Intelligent electronics are deeply embedded in critical infrastructures and must remain reliable, particularly against deliberate attacks. To minimize risks and impede remote compromise, sensitive systems can be physically isolated from external networks, forming an airgap. Yet, airgaps can still be infiltrated by capable adversaries gaining code execution. Prior research has shown that attackers can then attempt to wirelessly exfiltrate data across the airgap by exploiting unintended radio emissions. In this work, we demonstrate reversal of this link: malicious code execution on embedded devices can enable wireless infiltration of airgapped systems without any hardware modification. In contrast to previous infiltration methods that depend on dedicated sensors (e.g., microphones, LEDs, or temperature sensors) or require strict line-of-sight, we show that unmodified, sensor-less embedded devices can inadvertently act as radio receivers. This phenomenon stems from parasitic RF sensitivity in PCB traces and on-chip analog-to-digital converters (ADCs), allowing external transmissions to be received and decoded entirely in software.
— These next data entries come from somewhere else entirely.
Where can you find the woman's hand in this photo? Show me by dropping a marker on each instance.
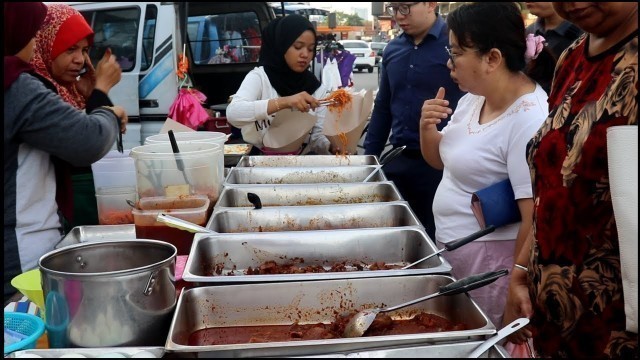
(87, 81)
(518, 305)
(434, 110)
(121, 114)
(108, 73)
(301, 101)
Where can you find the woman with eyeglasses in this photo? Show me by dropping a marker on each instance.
(485, 140)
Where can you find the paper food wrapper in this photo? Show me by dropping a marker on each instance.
(351, 121)
(288, 130)
(171, 124)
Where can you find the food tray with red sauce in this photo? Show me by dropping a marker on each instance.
(227, 307)
(312, 255)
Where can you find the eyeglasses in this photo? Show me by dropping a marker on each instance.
(453, 56)
(403, 9)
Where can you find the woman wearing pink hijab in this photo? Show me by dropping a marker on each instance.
(38, 125)
(61, 54)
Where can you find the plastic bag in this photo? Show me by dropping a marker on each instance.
(187, 108)
(331, 75)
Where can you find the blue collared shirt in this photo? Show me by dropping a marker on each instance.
(411, 74)
(558, 38)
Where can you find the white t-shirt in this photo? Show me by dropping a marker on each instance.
(476, 156)
(248, 111)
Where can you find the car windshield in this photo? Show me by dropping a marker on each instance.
(356, 45)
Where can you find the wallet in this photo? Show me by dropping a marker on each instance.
(495, 205)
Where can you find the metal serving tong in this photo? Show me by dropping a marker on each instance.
(326, 102)
(321, 103)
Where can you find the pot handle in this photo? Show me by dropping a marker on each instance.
(148, 289)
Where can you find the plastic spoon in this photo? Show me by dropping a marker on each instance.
(504, 332)
(255, 200)
(456, 244)
(361, 321)
(387, 159)
(177, 223)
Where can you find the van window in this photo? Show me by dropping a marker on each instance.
(224, 38)
(116, 29)
(148, 36)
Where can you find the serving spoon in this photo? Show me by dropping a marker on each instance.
(456, 244)
(361, 321)
(387, 159)
(178, 223)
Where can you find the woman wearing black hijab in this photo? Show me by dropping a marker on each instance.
(282, 81)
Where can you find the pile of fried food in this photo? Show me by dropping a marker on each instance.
(295, 266)
(339, 100)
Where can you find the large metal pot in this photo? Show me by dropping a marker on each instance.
(110, 293)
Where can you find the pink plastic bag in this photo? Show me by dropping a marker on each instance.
(187, 109)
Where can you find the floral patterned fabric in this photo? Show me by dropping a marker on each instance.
(57, 15)
(576, 286)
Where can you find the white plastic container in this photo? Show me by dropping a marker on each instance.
(210, 137)
(158, 173)
(114, 170)
(149, 128)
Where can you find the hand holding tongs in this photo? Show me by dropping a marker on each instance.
(320, 103)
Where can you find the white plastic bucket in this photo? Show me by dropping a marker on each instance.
(149, 128)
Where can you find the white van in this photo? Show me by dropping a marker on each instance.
(222, 42)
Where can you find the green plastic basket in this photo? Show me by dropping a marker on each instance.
(25, 324)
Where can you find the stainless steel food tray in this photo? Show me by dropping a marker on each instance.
(310, 194)
(454, 350)
(301, 175)
(91, 233)
(306, 160)
(158, 352)
(234, 253)
(318, 217)
(309, 302)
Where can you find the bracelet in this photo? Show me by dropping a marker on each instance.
(521, 267)
(277, 105)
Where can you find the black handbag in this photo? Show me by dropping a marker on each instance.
(495, 205)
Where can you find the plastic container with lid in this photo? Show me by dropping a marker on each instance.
(210, 137)
(113, 208)
(192, 208)
(158, 172)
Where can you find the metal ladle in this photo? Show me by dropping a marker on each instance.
(387, 159)
(456, 244)
(361, 321)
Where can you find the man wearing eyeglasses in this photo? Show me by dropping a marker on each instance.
(414, 67)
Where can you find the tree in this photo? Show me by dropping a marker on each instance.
(344, 19)
(354, 20)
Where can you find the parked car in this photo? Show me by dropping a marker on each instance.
(365, 57)
(378, 47)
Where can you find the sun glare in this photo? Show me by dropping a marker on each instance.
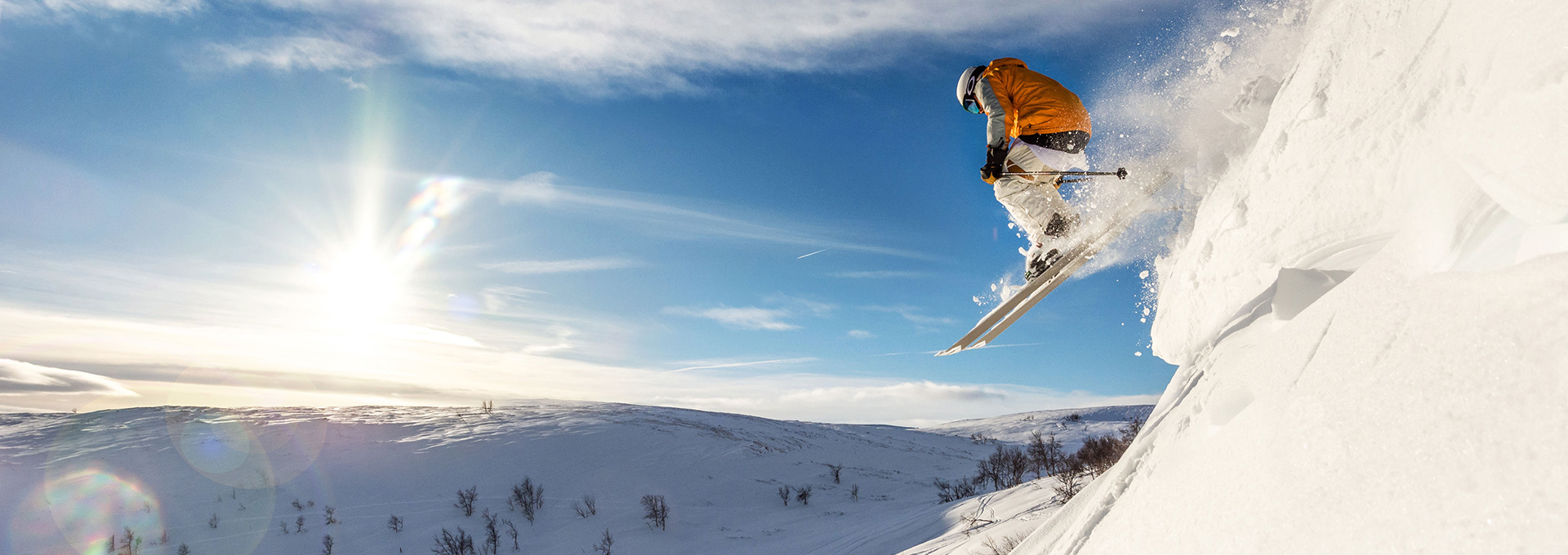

Across twelve commercially available embedded devices and two custom prototypes, we observe repeatable reception in the 300-1000 MHz range, with detectable signal power as low as 1 mW. To this end, we propose a systematic methodology to identify device configurations that foster such radio sensitivities and comprehensively evaluate their feasibility for wireless data reception. Exploiting these sensitivities, we demonstrate successful data reception over tens of meters, even in non-line-of-sight conditions and show that the reception sensitivities accommodate data rates of up to 100 kbps. Our findings reveal a previously unexplored command-and-control vector for air-gapped systems while challenging assumptions about their inherent isolation. [shortened]

Paper Structure

This paper contains 29 sections, 1 equation, 22 figures, 3 tables.

Figures (22)

  • Figure 1: Attack scenario considered in this work. The attacker can execute code on an air-gapped embedded device and attempts receiving modulated radio signals.
  • Figure 2: (a) Classical frequency-tuned RF receiver. (b) Embedded device-based radio receiver.
  • Figure 3: Illustration of our experimental setup.
  • Figure 4: Processing for RF sensitivity testing. First row: raw ADC samples from the device over time while the transmitter is switched on and off and changing frequency. Second row: average over sample blocks. Third row: Difference of block averages between on and off samples over frequency. Fourth row: SNR estimation over frequency.
  • Figure 5: SNR over frequency for three different reception paths on the Nucleo-G474RE board.